A giugno, dopo alcuni problemi con le altre guerriglie che pretendevano da lui un comportamento e una etica che si accordasse ai loro ideali, aveva deciso di disertare. Soprattutto per vendicarsi delle umiliazioni  subite dai suoi antichi compagni. Prima si consegnò all'esercito a Campo Bonito - Mungidò, vicinissimo a Quibdò. Poi si diede alla macchia coi paramilitari.
Gli ex guerriglieri, diventati paramilitari, sono i più pericolosi. Conoscono meglio la regione, i sentieri, le idee della gente.
Nel nuovo lavoro devono guadagnarsi la fiducia dei nuovi capi senza lasciar nessun dubbio, altrimenti li uccidono. Non è facile perché soprattutto i capi come Gonzalo, Sarley e Giovanni sospettano chi ha già cambiato bandiera due volte: un traditore resta sempre un traditore.
Da loro si pretende sempre di più. Li obbligano a fare il lavoro più sporco, quello di uccidere i contadini disarmati. E loro di rivoltanon nella merda di un circolo vizioso: più ammazzi, più rabbia incorpori, più sporco ti senti e più diventi una belva che sbava per distruggere il prossimo.
Alcuni non sopportano tutto questo e cercano di uscirne. Allora  vengono fatti fuori dal loro stesso gruppo. Sono quelli che poi vengono spacciati, nei comunicati dell'esercito, come paramilitari uccisi in combattimento con le Forze Armate.
Ma non è il caso di Emerson. Lui ha fatto della morte e del terrore la sua qualità.
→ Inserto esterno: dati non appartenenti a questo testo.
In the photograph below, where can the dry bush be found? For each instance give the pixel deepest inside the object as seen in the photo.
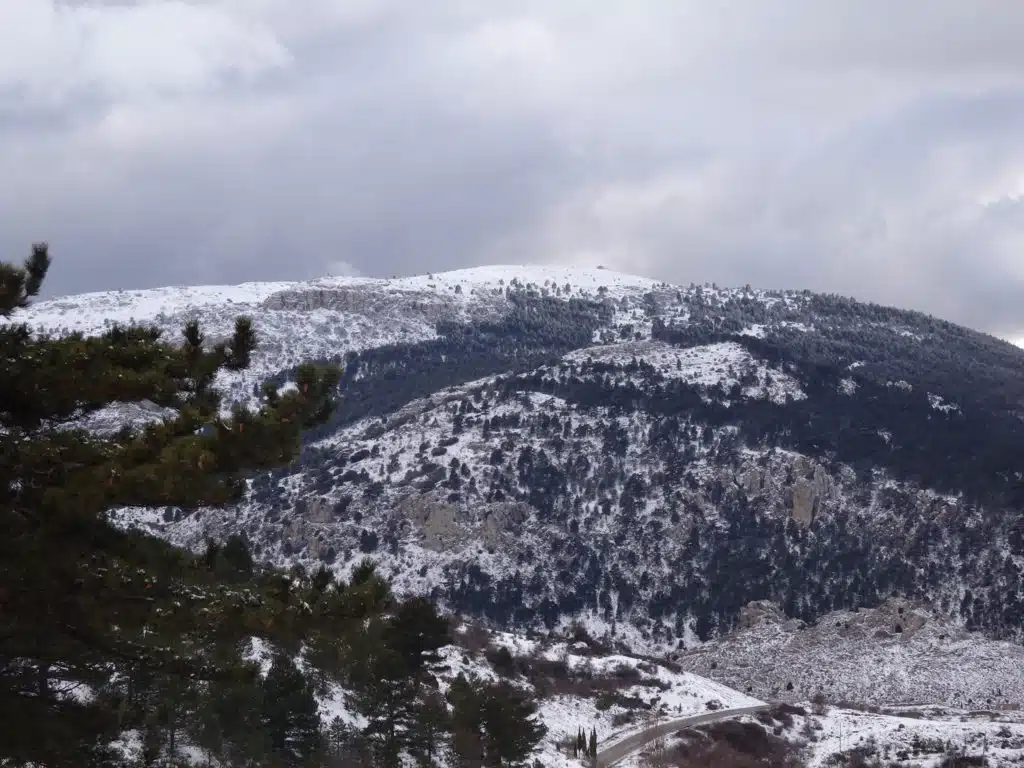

Col suo metro e novanta di statura e il suo parlare sporco gli piace mettersi in mostra. Insieme al Valle e a Carevieja è il più brutale. Loro non distribuiscono la morte rapida, con una pallottola, ma hanno imparato a regalarla lenta, usando la motosega e il machete. Agiscono come se esistesse tra loro una competizione per vedere chi è più sadico. D'altronde, sono i loro capi che li incitano offrendo premi a chi confeziona il messaggio più chiaro per convincere la gente a scappare.
Erano quattro mesi che non passavano una notte nascosti nella foresta. Ieri gli era toccato perché i preti e quelli della Croce Rossa internazionale li cercavano per intercedere a favore delle popolazioni della zona. Ma loro hanno ordini molto chiari da rispettare. Nessuno avrebbe più potuto fermarli.
In fin dei conti tutto questo sangue  risponde ad un piano che vuole che queste terre vengono sgomberate e che la guerriglia perda ogni appoggio. Quello che pagava la trasferta passò a  Giovanni una lista di nomi di gente da ammazzare e alcuni consigli: "Colpite questi figli di puttana con tranquillità che i cuginetti dell'esercito vi guardano le spalle".
Alcuni dei morti erano conosciuti da un pezzo. Come, ad esempio, il robivecchi che l'aveva fatta franca già una volta. Quei figli di puttana di Mosquera e Calixto erano bruciati, perché avevano continuato a rompere con quella storia della rivoluzione. Gli altri invece hanno vinto la morte alla lotteria. Saulo è stato fatto fuori perchè aveva una barca a motore.  Per Viloria e l'altro è stato l'epilogo di una tragicomica.
Viloria, il chilapo, era tranquillo perché venerdì notte aveva incontrato i paramilitari insieme all'esercito a Bajirà. Si erano salutati e avevano persino riso insieme. Pensava di essere sano. Non immaginava di essere utile proprio da morto. Tutti adesso capiranno che non c'è più spazio per i neutrali: o collaborano o se ne vanno. O vengono fatti fuori. Facundo Santos credeva di averla scampata. Appena si è ordinato alla gente di alzarsi e di andarsene, è uscito dal suo nascondiglio, zuppo di piscia, sotto un sole ardente, ed è stato acciuffato dal Valle. Gli hanno trovato indosso parecchi soldi, che non è normale per un contadino di quelle parti. Lui ha detto che era per il torneo di calcio. Peggio. Così è stato ammazzato anche lui.
Quando Mosquito, quello che maneggiava la radio, ha sentito che i cugini dell'esercito stanno per muovere le truppe e che da un momento all'altro può arrivare la guerriglia, hanno deciso di andarsene. Alcuni sono già ubriachi e stanno scommettendo su quale dei morti che hanno buttato nel fiume affonderà per primo. Cercano di colpirli sparandogli dalla riva. Così, per gioco.